- President Donald Trump outlined five principles he wants to see enacted for healthcare reform during a speech to a joint session of Congress on Tuesday evening.
- Trump called on all Democrats and Republicans to work together over healthcare going forward.
- "Action is not a choice but a necessity," Trump said. "Why not join forces and get the job done."
Trump put in a tall order to Congress for healthcare reform.
The president outlined five principles to Congress for moving forward on healthcare:
- Ensure that Americans with pre-existing conditions have access to coverage, and that we have a stable transition for Americans currently enrolled in the healthcare exchanges.
- Help Americans purchase their own coverage, through the use of tax credits and expanded health savings accounts.
- Give state governors resources and flexibility with Medicaid.
- Implement legal reforms that protect patients and doctors from unnecessary costs that drive up the price of insurance and work to bring down the artificially high price of drugs.
- Give Americans the freedom to purchase health insurance across state lines.
"Everything that is broken in our country can be fixed," Trump stated.
There's a lot to unpack there but let's start with what Trump stated earlier this week: Healthcare is complicated.
It could be interpreted as a plea or a mandate but the call for Democrats and Republicans to work together sends a strong indicator that Trump knows ACA repeal-and-replace is on shaky ground.
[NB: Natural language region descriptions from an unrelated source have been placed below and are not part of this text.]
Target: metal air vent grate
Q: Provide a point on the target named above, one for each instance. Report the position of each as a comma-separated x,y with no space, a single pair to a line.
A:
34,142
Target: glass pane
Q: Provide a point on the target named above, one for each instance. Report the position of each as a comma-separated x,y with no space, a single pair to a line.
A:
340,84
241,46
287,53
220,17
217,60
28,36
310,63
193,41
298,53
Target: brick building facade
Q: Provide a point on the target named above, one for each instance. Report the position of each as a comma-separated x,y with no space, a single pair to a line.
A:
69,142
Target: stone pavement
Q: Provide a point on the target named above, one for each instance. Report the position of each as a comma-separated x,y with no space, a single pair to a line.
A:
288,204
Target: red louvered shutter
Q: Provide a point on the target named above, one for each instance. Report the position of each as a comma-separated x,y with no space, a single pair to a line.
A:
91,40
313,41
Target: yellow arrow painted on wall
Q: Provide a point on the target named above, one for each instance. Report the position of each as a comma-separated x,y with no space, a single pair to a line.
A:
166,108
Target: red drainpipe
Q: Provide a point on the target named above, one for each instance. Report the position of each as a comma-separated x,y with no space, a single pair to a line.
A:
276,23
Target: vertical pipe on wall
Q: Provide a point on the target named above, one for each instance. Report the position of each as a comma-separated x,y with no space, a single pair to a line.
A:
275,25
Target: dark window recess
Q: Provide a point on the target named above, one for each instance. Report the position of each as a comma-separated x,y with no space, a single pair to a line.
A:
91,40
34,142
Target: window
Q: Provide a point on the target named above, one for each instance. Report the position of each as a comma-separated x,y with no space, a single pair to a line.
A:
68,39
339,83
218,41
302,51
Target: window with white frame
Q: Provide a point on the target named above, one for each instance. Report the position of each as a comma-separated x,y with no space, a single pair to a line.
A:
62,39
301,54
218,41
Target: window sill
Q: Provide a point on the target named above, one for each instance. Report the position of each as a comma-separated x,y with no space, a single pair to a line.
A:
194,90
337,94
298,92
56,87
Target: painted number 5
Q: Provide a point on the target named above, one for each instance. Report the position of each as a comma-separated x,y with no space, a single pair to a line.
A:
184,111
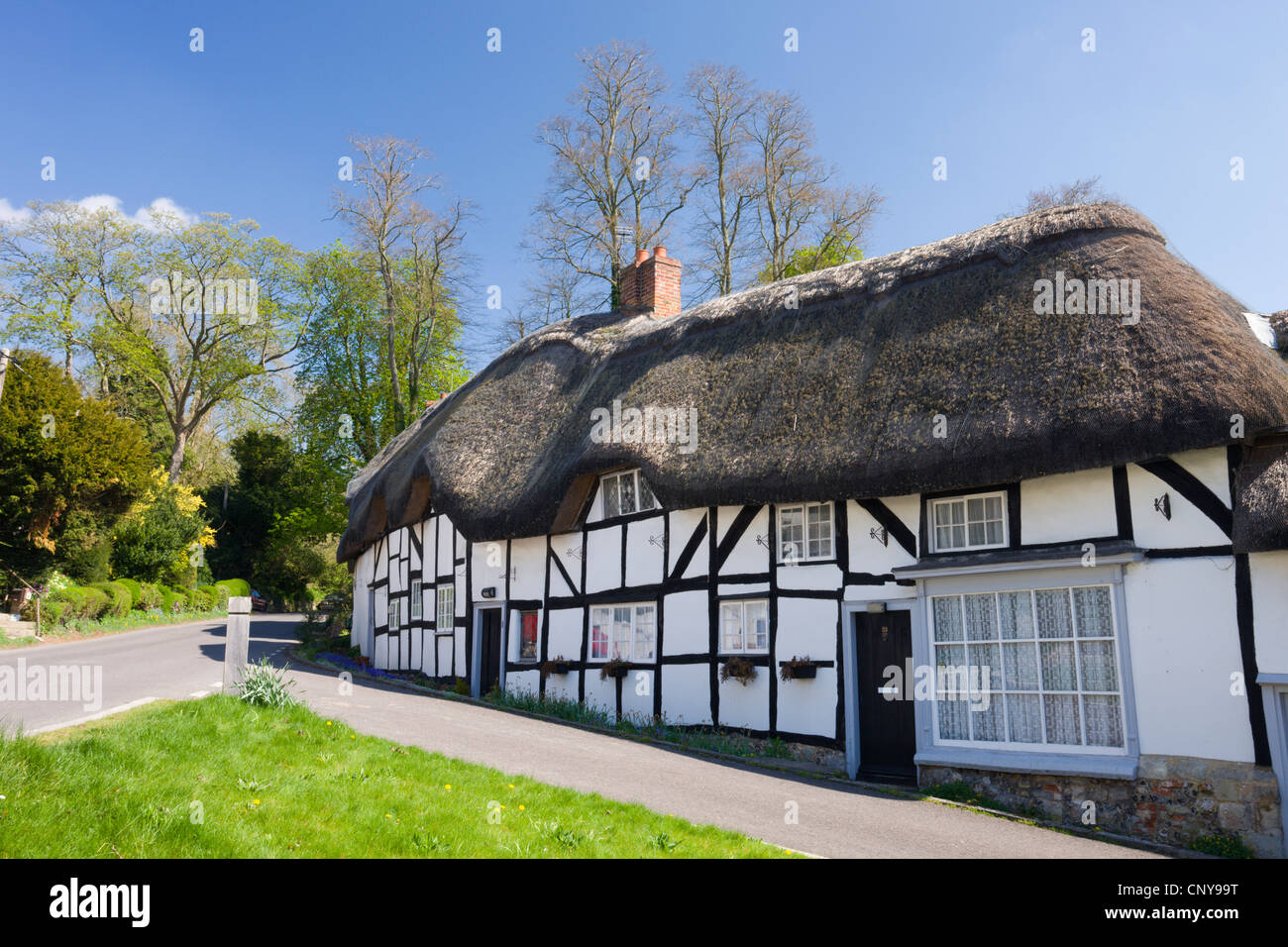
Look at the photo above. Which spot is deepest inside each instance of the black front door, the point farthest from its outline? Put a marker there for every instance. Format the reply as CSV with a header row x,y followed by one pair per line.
x,y
489,652
888,737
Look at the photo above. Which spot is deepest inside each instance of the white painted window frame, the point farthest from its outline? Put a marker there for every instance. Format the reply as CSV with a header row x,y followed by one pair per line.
x,y
445,602
536,642
613,482
931,532
1041,748
743,631
804,509
635,651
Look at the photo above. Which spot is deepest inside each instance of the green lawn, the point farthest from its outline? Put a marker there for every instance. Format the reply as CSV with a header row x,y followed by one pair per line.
x,y
134,621
219,779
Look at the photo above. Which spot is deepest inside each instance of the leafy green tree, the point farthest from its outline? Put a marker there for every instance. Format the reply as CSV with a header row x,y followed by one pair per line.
x,y
807,260
189,318
59,454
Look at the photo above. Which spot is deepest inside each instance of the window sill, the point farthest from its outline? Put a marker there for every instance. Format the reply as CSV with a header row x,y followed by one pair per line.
x,y
1017,762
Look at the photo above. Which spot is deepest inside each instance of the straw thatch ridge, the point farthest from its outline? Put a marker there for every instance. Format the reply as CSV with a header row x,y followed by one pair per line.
x,y
831,384
1261,505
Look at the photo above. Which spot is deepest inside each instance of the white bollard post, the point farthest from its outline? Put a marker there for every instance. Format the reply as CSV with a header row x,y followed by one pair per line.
x,y
236,642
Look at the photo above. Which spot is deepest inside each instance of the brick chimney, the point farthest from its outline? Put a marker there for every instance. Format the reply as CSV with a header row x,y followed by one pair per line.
x,y
652,282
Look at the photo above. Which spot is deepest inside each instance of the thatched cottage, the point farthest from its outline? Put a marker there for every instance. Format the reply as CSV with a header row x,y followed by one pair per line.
x,y
1009,508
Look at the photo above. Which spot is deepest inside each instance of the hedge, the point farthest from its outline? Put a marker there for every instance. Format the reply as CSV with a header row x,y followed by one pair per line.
x,y
119,596
136,591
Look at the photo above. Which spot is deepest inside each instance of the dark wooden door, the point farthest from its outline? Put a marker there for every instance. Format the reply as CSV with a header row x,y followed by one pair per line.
x,y
490,650
888,736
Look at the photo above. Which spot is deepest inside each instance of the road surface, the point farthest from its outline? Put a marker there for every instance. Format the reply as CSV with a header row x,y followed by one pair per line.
x,y
794,812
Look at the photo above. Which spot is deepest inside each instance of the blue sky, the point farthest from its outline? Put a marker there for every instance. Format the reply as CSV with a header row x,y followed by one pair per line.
x,y
256,124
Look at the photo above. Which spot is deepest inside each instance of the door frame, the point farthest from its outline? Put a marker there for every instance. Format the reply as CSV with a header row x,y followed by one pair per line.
x,y
477,650
1274,696
850,672
370,631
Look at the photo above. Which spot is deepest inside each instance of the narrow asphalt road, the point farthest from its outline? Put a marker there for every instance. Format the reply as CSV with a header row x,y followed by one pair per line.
x,y
832,819
127,671
829,818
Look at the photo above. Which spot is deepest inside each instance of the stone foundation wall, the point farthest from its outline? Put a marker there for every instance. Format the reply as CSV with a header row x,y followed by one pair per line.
x,y
1172,800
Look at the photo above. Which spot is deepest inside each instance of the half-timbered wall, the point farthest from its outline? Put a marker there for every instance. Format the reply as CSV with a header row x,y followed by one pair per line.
x,y
1197,615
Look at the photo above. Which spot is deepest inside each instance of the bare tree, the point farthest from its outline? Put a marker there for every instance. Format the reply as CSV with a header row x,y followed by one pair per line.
x,y
380,208
805,222
1081,191
721,99
614,176
44,285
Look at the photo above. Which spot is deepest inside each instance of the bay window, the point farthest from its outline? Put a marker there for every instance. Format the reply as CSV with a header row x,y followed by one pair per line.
x,y
1028,668
446,609
623,633
967,522
805,532
745,626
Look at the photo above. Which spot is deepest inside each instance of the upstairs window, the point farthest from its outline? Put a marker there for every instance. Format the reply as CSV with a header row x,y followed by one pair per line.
x,y
416,599
625,633
745,626
805,532
625,492
446,608
967,522
527,635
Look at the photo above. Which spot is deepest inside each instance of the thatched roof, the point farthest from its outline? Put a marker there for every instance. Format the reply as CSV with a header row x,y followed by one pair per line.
x,y
837,397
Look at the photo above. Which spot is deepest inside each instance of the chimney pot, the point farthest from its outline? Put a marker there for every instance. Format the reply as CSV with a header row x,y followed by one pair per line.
x,y
652,282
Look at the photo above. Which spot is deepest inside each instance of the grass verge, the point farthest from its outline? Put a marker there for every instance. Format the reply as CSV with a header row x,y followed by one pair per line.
x,y
223,780
80,630
588,714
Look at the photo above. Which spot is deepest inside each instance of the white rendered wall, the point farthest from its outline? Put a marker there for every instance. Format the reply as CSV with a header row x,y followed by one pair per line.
x,y
1184,642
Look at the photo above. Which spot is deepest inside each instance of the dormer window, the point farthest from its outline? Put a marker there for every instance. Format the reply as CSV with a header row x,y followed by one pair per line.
x,y
961,523
625,492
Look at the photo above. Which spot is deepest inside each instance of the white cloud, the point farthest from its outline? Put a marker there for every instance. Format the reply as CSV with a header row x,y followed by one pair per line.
x,y
145,217
11,214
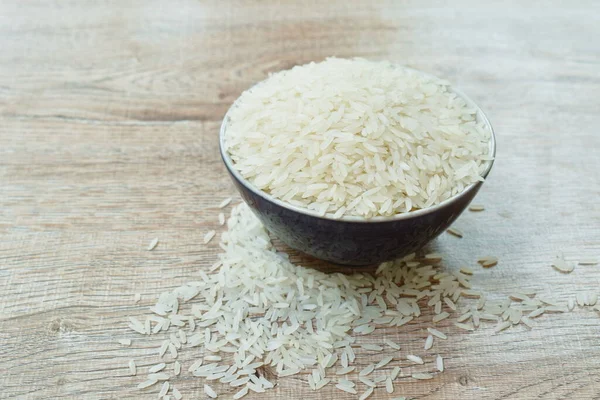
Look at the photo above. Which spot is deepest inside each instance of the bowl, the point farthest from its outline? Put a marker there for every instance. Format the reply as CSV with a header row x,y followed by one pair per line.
x,y
353,240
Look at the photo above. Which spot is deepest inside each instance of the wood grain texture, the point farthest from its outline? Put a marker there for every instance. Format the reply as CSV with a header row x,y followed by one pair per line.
x,y
109,114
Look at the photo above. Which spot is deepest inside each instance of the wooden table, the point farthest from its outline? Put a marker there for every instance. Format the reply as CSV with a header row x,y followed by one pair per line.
x,y
109,114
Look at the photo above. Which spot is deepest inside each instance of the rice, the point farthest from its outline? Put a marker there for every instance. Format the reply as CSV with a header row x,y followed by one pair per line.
x,y
257,309
366,394
354,134
367,370
147,383
393,345
225,202
209,235
561,265
415,359
488,262
383,362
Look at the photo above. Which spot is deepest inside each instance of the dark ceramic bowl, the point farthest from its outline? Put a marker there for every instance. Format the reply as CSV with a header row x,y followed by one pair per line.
x,y
354,240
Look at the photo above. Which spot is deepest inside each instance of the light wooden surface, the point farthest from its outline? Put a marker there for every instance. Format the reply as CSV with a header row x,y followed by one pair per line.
x,y
109,113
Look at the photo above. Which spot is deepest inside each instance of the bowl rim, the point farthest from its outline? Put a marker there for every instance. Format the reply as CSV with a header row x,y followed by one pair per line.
x,y
481,117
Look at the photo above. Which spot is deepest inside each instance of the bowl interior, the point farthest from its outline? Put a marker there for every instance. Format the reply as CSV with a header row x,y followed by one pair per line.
x,y
481,117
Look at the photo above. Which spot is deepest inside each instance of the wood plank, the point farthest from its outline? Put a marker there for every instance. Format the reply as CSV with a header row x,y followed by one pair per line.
x,y
109,116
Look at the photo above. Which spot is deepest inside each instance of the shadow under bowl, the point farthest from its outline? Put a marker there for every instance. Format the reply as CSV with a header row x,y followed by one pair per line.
x,y
354,240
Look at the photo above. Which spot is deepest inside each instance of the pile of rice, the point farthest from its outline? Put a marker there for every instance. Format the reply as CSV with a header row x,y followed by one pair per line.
x,y
255,317
356,137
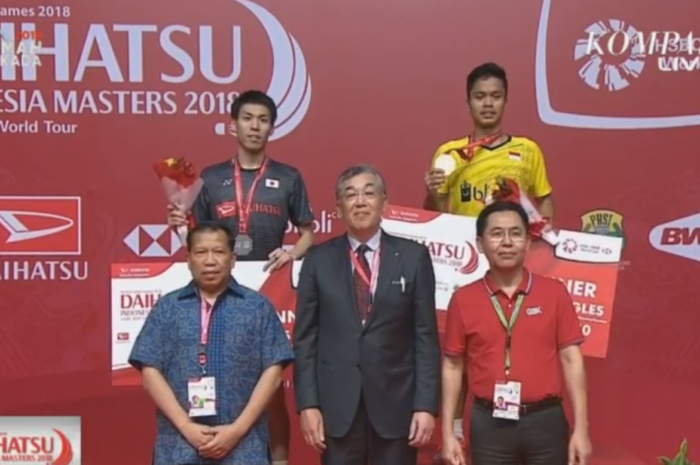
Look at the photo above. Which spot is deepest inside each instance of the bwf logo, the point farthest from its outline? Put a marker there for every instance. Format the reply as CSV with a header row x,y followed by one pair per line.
x,y
618,52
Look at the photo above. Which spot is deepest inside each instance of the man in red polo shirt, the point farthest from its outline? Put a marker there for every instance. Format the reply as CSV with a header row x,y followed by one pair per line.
x,y
516,332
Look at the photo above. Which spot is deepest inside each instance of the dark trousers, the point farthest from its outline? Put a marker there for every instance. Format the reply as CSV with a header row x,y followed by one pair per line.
x,y
363,446
539,438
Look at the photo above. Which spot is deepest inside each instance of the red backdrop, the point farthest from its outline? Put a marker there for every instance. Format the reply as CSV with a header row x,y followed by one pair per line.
x,y
384,83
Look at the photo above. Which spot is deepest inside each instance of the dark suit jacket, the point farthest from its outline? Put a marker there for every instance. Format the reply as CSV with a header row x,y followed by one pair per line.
x,y
394,360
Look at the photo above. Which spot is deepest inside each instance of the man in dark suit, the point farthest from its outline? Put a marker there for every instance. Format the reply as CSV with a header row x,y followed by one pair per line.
x,y
366,341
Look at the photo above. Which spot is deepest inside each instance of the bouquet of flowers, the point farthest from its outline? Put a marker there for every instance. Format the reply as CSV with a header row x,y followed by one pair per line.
x,y
181,185
508,190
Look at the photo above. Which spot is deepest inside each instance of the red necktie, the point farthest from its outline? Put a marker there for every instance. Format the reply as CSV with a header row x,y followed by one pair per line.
x,y
363,292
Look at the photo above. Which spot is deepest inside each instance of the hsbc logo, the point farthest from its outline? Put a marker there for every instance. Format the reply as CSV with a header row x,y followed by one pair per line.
x,y
40,225
153,241
679,237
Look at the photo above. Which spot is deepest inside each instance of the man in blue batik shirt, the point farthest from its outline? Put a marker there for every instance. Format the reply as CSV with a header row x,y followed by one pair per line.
x,y
220,343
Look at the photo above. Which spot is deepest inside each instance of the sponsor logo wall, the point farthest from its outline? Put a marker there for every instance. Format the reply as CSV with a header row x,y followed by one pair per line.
x,y
107,88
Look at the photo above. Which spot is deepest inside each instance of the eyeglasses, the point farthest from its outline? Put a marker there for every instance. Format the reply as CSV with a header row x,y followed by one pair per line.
x,y
513,236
For one, the ACA's popularity has risen in the polls since Trump took office and GOP members have a lack of consensus what to actually replace the ACA with.
Still, Trump's principles give insight on what he is looking for: Giving healthcare access to Americans while holding to the deeply-held Republican ideas of beefing up health savings accounts, selling insurance across state lines and tinkering with Medicaid.
In Trump's fourth principle, he flirts with the idea of medical tort reform (the idea care givers are too cautious of care because they are afraid of being sued for malpractice) but sent a clear signal to the pharmaceutical industry that he wants to see change because drug prices are too high.
Many lobbying groups and power influencers have varying interests in each of those principles. Now it's Congress' turn to get it done. It remains to be seen how long it will take Congress to deliver on Trump's marching orders if it is able to do so.